There are another 52 funds with ongoing charges above 1.5%. The overwhelming majority of these invest in alternative assets or have highly specialised mandates. Often the extra fee can be justified by the amount of extra work that the manager needs to do.

A good example of this is Abrdn Property Income (API ). It publishes two ongoing charges ratio figures. The annual running costs of the fund work out at about 1.1% of net assets. However, it also spends an additional 1% per annum on the direct running costs of the underlying properties, making 2.2% in total. The board cut Abrdn’s management fee by 10 basis points (0.1%) per annum with effect from 1 January 2023, so – if nothing else changed – this number should fall.

Apart from APEO and API, none of Abdrn’s other closed-end funds have ongoing charges this high. The next most expensive – in terms of running costs – is ADIG, coming in at about 1.4%. Again, it has the excuse of a specialist mandate that requires more work to manage than an equity portfolio.

At 1.34%, ASCI, which does have a conventional equity portfolio, appears expensive, although its investments are in the small company arena where there is less broker research and a wide universe to select from. The merger with Shires will address that, but comes at the price of a refocus away from UK small caps at a time when, as I have argued over the past few weeks, they are particularly unloved.

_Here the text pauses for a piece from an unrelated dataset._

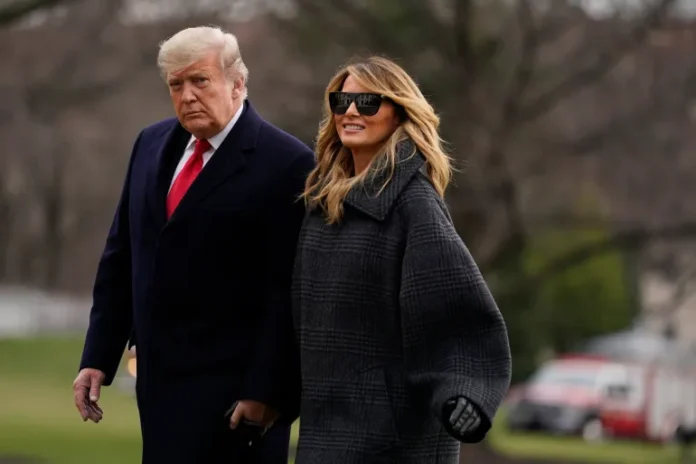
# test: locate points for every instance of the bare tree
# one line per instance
(15, 10)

There is another argument for consolidation that explains the New Dawn/Dragon merger: why have funds within the same stable doing essentially the same job? The only real difference between the two was that ABD has exposure to Australia within its portfolio and its benchmark, whereas DGN did not.

I thought it was interesting that Peel Hunt analyst Anthony Leatham highlighted the overlap between Abrdn’s four UK equity income trustsMurray Income (MUT ), Abrdn Equity Income (AIE ), Dunedin Income Growth (DIG ) and Shires – in the comment he made on the Asian merger. 

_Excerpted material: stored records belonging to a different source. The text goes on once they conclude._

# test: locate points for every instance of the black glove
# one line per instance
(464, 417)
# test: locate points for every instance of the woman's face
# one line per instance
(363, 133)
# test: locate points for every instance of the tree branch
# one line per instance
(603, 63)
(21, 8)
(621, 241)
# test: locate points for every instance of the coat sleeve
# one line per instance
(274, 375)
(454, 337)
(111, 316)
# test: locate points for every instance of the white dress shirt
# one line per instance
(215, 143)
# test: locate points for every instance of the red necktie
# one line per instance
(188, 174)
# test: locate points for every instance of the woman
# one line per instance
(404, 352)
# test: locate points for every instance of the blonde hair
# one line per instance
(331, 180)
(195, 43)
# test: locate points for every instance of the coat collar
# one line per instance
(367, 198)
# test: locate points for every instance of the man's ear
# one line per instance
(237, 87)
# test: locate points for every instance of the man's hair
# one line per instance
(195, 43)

As I have stated, I do not think that the problem with any of these is that they are too small, neither are they too expensive to run. In my view, it is more that it is hard to differentiate between them from a marketing perspective.

Murray and Dunedin’s returns are very similar. Shires is a different beast, given it boosts its income with a geared portfolio of preference shares. An expanded Shires could be reimagined as more of a competitor to Henderson High Income (HHI ), which has achieved similar (but slightly better) returns from a mixed equity and bond portfolio.

Abrdn Equity Income’s future is more uncertain given its track record of returns towards the bottom end of the performance league tables. It might be the final piece of the Abrdn merger puzzle.

James Carthew is head of research at QuotedData.